Uma busca pelos arquivos dos jornais de 1953 revelará que a imprensa britânica foi mobilizada por vários eventos que renderam páginas e mais páginas de artigos. Entre eles estão a conquista do Monte Everest, em 29 de maio, e a coroação da rainha Elizabeth II, em 2 de junho. Será difícil, porém, encontrar qualquer menção à elucidação da estrutura em dupla hélice da molécula de DNA, descrita por James Watson e Francis Crick em artigo na Nature de 25 de abril.
Em 29/5/1953, o neozelandês Edmund Hillary e o nepalês Sherpa Tenzing
Norgay tornaram-se os primeiros a pisar no ponto culminante do mundo – o
Everest (ao centro), com cerca de 8850 m de altitude (imagem: JSC / Nasa)
No entanto, a História registrou 1953 como o ano da descoberta da estrutura do DNA — e não como aquele em que foi vencido o Everest. Quem aponta essa ironia é o britânico Robert Olby, historiador da ciência, professor da Universidade de Pittsburgh (EUA) e autor de um livro sobre a história da descoberta da dupla hélice. A convite da Fiocruz e do British Council, ele esteve em março no Brasil para realizar no Rio e em São Paulo três conferências, nas quais abordou o impacto da descoberta de Watson e Crick nos anos 1950.
Um levantamento feito pelo britânico mostra que, em 1953, a única menção à estrutura do DNA na grande imprensa britânica foi um breve texto no News Chronicle de 15 de maio. Nas publicações técnicas — como a Nature –, a dupla hélice seria abordada de forma mais sistemática. Mesmo assim, seria preciso esperar o ano de 1960 para assistir a uma explosão do número de artigos sobre DNA.
Número de artigos publicados na Nature entre 1950 e 1960 sobre DNA (em
laranja) e com menção específica à estrutura da dupla hélice (roxo). Fonte:
Robert Olby. Quiet debut for the double helix . Nature 421, 402 – 405 (2003)

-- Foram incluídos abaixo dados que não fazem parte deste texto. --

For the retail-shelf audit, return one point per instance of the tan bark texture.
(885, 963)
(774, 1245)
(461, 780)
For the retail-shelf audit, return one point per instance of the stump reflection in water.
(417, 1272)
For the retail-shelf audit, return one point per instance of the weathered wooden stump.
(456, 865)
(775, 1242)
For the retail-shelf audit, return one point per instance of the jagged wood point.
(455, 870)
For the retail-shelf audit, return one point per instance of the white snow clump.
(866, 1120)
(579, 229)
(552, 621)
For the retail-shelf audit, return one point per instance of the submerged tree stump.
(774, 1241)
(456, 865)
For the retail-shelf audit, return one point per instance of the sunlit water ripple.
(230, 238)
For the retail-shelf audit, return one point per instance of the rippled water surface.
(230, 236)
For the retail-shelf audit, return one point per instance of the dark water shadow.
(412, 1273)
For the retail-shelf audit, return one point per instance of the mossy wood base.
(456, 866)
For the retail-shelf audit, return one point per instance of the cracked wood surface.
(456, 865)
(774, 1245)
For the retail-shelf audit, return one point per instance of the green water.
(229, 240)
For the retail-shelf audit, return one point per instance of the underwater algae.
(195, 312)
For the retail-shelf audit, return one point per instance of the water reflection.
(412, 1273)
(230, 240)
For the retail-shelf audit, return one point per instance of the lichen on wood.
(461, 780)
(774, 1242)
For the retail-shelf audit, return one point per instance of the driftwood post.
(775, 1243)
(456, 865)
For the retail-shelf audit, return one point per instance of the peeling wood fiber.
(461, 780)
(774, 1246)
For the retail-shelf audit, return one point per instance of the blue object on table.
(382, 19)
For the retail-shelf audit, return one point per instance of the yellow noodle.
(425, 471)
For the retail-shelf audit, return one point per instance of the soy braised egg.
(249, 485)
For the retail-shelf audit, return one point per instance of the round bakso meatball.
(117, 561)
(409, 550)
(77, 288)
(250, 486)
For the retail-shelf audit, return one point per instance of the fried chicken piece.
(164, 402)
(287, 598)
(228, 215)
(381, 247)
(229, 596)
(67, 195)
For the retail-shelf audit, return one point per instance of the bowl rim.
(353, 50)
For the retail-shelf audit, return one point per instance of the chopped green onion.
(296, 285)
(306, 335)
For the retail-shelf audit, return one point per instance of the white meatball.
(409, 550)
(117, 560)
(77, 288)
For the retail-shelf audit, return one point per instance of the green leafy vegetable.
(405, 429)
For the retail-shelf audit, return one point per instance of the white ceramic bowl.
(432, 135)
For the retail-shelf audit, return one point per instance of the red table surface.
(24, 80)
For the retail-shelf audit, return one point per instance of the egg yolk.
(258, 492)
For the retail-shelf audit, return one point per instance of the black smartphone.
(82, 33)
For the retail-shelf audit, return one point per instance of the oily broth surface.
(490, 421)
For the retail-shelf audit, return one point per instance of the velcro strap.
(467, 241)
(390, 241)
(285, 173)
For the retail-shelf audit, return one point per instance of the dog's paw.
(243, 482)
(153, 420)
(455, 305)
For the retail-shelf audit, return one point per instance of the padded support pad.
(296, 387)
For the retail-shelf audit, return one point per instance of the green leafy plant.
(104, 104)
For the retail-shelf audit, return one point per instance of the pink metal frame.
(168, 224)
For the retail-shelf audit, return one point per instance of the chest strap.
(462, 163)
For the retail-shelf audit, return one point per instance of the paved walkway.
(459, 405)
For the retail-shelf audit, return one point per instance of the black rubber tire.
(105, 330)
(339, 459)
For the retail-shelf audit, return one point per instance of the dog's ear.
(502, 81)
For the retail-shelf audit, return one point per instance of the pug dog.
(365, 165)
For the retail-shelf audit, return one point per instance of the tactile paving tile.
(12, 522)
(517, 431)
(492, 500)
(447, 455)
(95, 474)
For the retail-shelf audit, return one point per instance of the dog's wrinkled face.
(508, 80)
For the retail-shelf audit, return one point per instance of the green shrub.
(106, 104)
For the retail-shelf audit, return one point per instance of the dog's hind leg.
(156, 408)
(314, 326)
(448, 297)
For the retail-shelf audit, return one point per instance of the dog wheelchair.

No Rio, Olby explicou por que devemos comemorar esse cinqüentenário. “Vamos celebrar, mas vamos sobretudo discutir o que celebrar.” Ele reconhece a importante carga simbólica que hoje a dupla hélice encerra para biólogos e a sociedade em geral. Ele enxerga nessa representação simétrica e elegante uma função similar à dos totens — objetos em torno dos quais giram cultos e crenças de muitas tribos.
Para Olby, a popularidade da dupla hélice junto à opinião pública se deve também ao fato de o DNA ser um importante repositório da hereditariedade, capaz de se duplicar com exatidão. “A maneira como essa molécula foi desvendada e os personagens envolvidos contribuíram para ‘apimentar’ a história”, diz o britânico em artigo publicado em 23 de janeiro na Nature . Olby voltou ao tema no Brasil: “Há tantas descobertas chatas… Esta não é uma, e talvez por isso chame tanto a atenção.”
Para ele, porém, é um outro ponto o principal motivo de comemorações. “Devemos festejar esse cinqüentenário sobretudo pela importância do método investigativo que ele representa” — Watson e Crick identificaram a estrutura em dupla hélice do DNA após analisar uma imagem da molécula por difração de raios X realizada por Rosalind Franklin.
Seja qual for a razão, é fato que, em todo o mundo, festejam-se os 50 anos do artigo histórico de Watson e Crick. Mas por que a coroação da rainha ou a conquista do Everest ficaram para trás? É Olby quem conclui, em seu artigo na Nature : “o DNA é um assunto que continua sendo notícia, seja como ferramenta para o estudo da evolução, para a medicina forense ou como fonte de informação para a elaboração de novas drogas”.